Young Fine Gael call to pardon those convicted of homosexuality

Young Fine Gael (YFG) is calling for a pardon and full State apology for those convicted of homosexual acts in this country.

Although homosexuality was legalised in 1993, the youth wing of the main government party has pointed out that many people still carry convictions on their records for what was previously considered a crime.

It has launched a petition calling on Justice Minister Charlie Flanagan to establish a scheme to officially call for a pardon for those who were convicted of the abolished offence of homosexuality.

It is also calling for a formal apology from Mr Flanagan, on behalf of the Irish State, to anyone charged with the offence since 1922.

The petition follows the precedent of the Defence Forces Act 2013, which granted an amnesty to members of the Irish Defence Forces who absented themselves from the forces and fought for the Allies during the Second World War.
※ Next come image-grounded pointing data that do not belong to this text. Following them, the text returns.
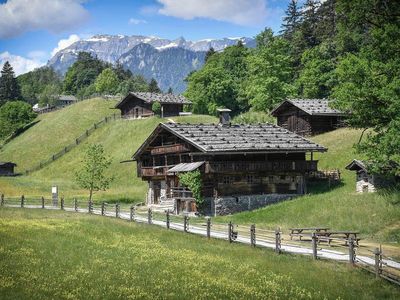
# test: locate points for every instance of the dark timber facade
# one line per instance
(307, 116)
(139, 105)
(235, 161)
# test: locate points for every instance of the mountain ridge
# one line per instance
(161, 60)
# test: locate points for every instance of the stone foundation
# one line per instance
(233, 204)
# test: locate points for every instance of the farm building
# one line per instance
(7, 168)
(308, 116)
(139, 105)
(242, 167)
(366, 181)
(64, 100)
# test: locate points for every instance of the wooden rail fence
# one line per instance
(371, 259)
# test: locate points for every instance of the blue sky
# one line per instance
(30, 30)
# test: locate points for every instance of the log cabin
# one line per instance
(308, 117)
(7, 168)
(366, 181)
(139, 105)
(242, 167)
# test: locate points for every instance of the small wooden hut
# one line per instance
(139, 105)
(308, 116)
(7, 168)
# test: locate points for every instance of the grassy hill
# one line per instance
(80, 256)
(120, 139)
(376, 216)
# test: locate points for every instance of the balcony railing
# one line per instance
(153, 171)
(241, 167)
(169, 149)
(245, 166)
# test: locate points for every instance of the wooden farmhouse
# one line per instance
(64, 100)
(7, 168)
(367, 182)
(139, 105)
(307, 116)
(243, 167)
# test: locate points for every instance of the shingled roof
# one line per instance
(318, 107)
(155, 97)
(212, 138)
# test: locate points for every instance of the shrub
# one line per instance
(14, 115)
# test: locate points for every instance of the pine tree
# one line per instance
(292, 20)
(153, 86)
(209, 53)
(9, 88)
(310, 21)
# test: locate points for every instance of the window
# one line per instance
(250, 179)
(227, 180)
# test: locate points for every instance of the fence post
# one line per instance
(314, 245)
(117, 210)
(186, 223)
(278, 240)
(378, 262)
(230, 227)
(253, 235)
(149, 216)
(208, 227)
(132, 216)
(168, 219)
(352, 254)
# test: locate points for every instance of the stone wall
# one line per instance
(230, 204)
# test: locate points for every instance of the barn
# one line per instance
(7, 168)
(139, 105)
(308, 117)
(242, 167)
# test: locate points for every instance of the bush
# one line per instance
(13, 115)
(253, 117)
(156, 108)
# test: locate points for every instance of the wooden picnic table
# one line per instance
(300, 231)
(344, 234)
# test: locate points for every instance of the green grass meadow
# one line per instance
(61, 255)
(376, 216)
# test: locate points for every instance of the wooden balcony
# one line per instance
(153, 171)
(176, 148)
(259, 166)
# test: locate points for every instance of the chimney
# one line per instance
(224, 117)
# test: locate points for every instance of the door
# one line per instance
(156, 191)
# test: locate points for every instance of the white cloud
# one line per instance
(19, 16)
(64, 43)
(134, 21)
(20, 64)
(242, 12)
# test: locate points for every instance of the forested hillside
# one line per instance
(342, 50)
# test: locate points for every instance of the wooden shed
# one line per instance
(7, 168)
(139, 105)
(308, 116)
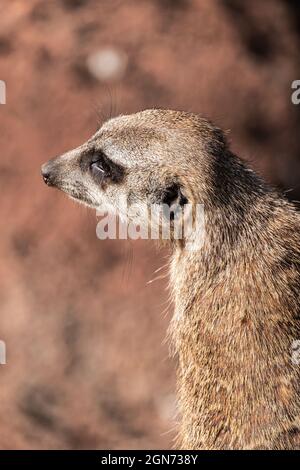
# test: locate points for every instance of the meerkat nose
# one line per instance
(47, 174)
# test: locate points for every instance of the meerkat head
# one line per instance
(151, 157)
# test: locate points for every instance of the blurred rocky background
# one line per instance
(87, 365)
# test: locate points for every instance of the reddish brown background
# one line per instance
(87, 365)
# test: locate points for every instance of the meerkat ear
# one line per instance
(174, 198)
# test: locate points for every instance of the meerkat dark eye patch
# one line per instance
(103, 169)
(174, 199)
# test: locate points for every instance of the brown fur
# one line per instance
(237, 307)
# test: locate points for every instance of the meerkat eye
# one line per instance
(99, 167)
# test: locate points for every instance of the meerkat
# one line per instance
(236, 299)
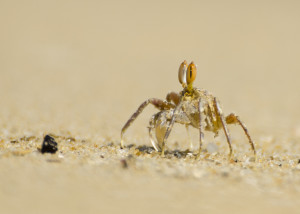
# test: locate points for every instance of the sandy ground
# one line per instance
(79, 70)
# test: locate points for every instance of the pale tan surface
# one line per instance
(79, 70)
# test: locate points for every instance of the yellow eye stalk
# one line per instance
(187, 75)
(191, 76)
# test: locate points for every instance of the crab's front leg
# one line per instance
(234, 119)
(223, 122)
(160, 104)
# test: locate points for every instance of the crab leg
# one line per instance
(200, 129)
(169, 128)
(158, 103)
(234, 119)
(221, 116)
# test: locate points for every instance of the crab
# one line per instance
(191, 107)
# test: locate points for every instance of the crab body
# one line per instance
(191, 107)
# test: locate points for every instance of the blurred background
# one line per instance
(85, 66)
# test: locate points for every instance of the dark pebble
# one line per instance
(49, 145)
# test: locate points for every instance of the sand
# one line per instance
(77, 71)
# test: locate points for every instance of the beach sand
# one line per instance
(77, 71)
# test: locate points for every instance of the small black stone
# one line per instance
(49, 145)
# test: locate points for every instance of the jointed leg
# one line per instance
(200, 129)
(234, 119)
(221, 116)
(160, 104)
(169, 128)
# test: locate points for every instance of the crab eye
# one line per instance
(182, 72)
(191, 73)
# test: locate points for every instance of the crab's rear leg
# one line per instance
(200, 129)
(223, 122)
(158, 103)
(234, 119)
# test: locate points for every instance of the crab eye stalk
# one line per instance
(191, 74)
(182, 73)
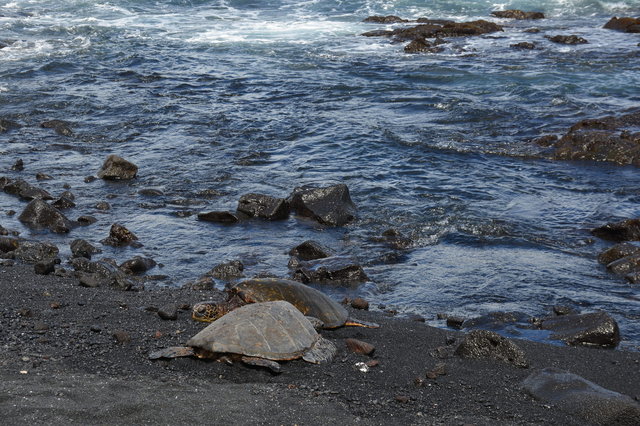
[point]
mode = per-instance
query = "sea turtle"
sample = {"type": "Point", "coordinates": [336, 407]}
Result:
{"type": "Point", "coordinates": [259, 334]}
{"type": "Point", "coordinates": [308, 300]}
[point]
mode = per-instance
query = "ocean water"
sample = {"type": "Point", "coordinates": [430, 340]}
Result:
{"type": "Point", "coordinates": [247, 96]}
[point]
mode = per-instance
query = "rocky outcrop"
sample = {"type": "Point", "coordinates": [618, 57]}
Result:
{"type": "Point", "coordinates": [567, 39]}
{"type": "Point", "coordinates": [613, 139]}
{"type": "Point", "coordinates": [117, 168]}
{"type": "Point", "coordinates": [582, 398]}
{"type": "Point", "coordinates": [517, 14]}
{"type": "Point", "coordinates": [330, 205]}
{"type": "Point", "coordinates": [263, 206]}
{"type": "Point", "coordinates": [627, 25]}
{"type": "Point", "coordinates": [334, 270]}
{"type": "Point", "coordinates": [592, 329]}
{"type": "Point", "coordinates": [39, 214]}
{"type": "Point", "coordinates": [483, 344]}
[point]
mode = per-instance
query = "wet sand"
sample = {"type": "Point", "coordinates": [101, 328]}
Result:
{"type": "Point", "coordinates": [71, 354]}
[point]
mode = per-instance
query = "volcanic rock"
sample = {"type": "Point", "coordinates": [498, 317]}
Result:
{"type": "Point", "coordinates": [39, 214]}
{"type": "Point", "coordinates": [137, 265]}
{"type": "Point", "coordinates": [517, 14]}
{"type": "Point", "coordinates": [333, 270]}
{"type": "Point", "coordinates": [566, 39]}
{"type": "Point", "coordinates": [218, 217]}
{"type": "Point", "coordinates": [576, 395]}
{"type": "Point", "coordinates": [481, 344]}
{"type": "Point", "coordinates": [119, 236]}
{"type": "Point", "coordinates": [592, 329]}
{"type": "Point", "coordinates": [331, 205]}
{"type": "Point", "coordinates": [117, 168]}
{"type": "Point", "coordinates": [627, 25]}
{"type": "Point", "coordinates": [61, 127]}
{"type": "Point", "coordinates": [264, 206]}
{"type": "Point", "coordinates": [310, 250]}
{"type": "Point", "coordinates": [82, 248]}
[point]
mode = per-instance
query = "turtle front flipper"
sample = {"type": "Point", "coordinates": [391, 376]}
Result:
{"type": "Point", "coordinates": [323, 351]}
{"type": "Point", "coordinates": [353, 322]}
{"type": "Point", "coordinates": [273, 366]}
{"type": "Point", "coordinates": [172, 352]}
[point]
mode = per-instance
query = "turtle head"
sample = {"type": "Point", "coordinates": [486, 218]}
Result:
{"type": "Point", "coordinates": [208, 311]}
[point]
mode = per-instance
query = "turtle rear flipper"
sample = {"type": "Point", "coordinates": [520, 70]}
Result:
{"type": "Point", "coordinates": [273, 366]}
{"type": "Point", "coordinates": [172, 352]}
{"type": "Point", "coordinates": [321, 352]}
{"type": "Point", "coordinates": [353, 322]}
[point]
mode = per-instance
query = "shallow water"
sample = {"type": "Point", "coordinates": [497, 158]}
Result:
{"type": "Point", "coordinates": [247, 96]}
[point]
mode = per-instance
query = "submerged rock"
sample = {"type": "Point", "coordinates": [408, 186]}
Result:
{"type": "Point", "coordinates": [627, 25]}
{"type": "Point", "coordinates": [483, 344]}
{"type": "Point", "coordinates": [576, 395]}
{"type": "Point", "coordinates": [263, 206]}
{"type": "Point", "coordinates": [330, 205]}
{"type": "Point", "coordinates": [119, 236]}
{"type": "Point", "coordinates": [117, 168]}
{"type": "Point", "coordinates": [517, 14]}
{"type": "Point", "coordinates": [39, 214]}
{"type": "Point", "coordinates": [592, 329]}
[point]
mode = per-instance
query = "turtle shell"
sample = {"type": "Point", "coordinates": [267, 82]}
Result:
{"type": "Point", "coordinates": [271, 330]}
{"type": "Point", "coordinates": [308, 300]}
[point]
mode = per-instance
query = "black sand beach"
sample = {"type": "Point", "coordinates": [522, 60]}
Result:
{"type": "Point", "coordinates": [71, 354]}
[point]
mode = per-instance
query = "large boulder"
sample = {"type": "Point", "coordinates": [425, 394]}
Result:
{"type": "Point", "coordinates": [592, 329]}
{"type": "Point", "coordinates": [117, 168]}
{"type": "Point", "coordinates": [39, 214]}
{"type": "Point", "coordinates": [613, 139]}
{"type": "Point", "coordinates": [263, 206]}
{"type": "Point", "coordinates": [627, 25]}
{"type": "Point", "coordinates": [484, 344]}
{"type": "Point", "coordinates": [582, 398]}
{"type": "Point", "coordinates": [331, 205]}
{"type": "Point", "coordinates": [517, 14]}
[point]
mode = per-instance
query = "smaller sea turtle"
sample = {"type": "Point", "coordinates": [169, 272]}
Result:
{"type": "Point", "coordinates": [258, 334]}
{"type": "Point", "coordinates": [308, 300]}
They were formally pardoned.

As part of the process, Mr Flanagan is being asked to offer a formal apology on behalf of the State.

President of YFG Marian O’Donnell said that although Ireland has made huge strides towards equality in recent years, there “is still a way to go”.

She said: “Many people today still carry criminal prosecutions on their records in relation to homosexuality.

Until their abolition in 1993, these laws were a breach of the right to privacy and personal autonomy.

Those convicted should receive a pardon by law and these offences should be removed and disregarded from their criminal record.

“In advance of this year’s Dublin Pride, YFG — in cooperation with Fine Gael LGBT — would like as many people as possible to sign our petition, calling on the minister for justice and equality to establish a process to grant pardons for these convictions and also to offer a State apology.”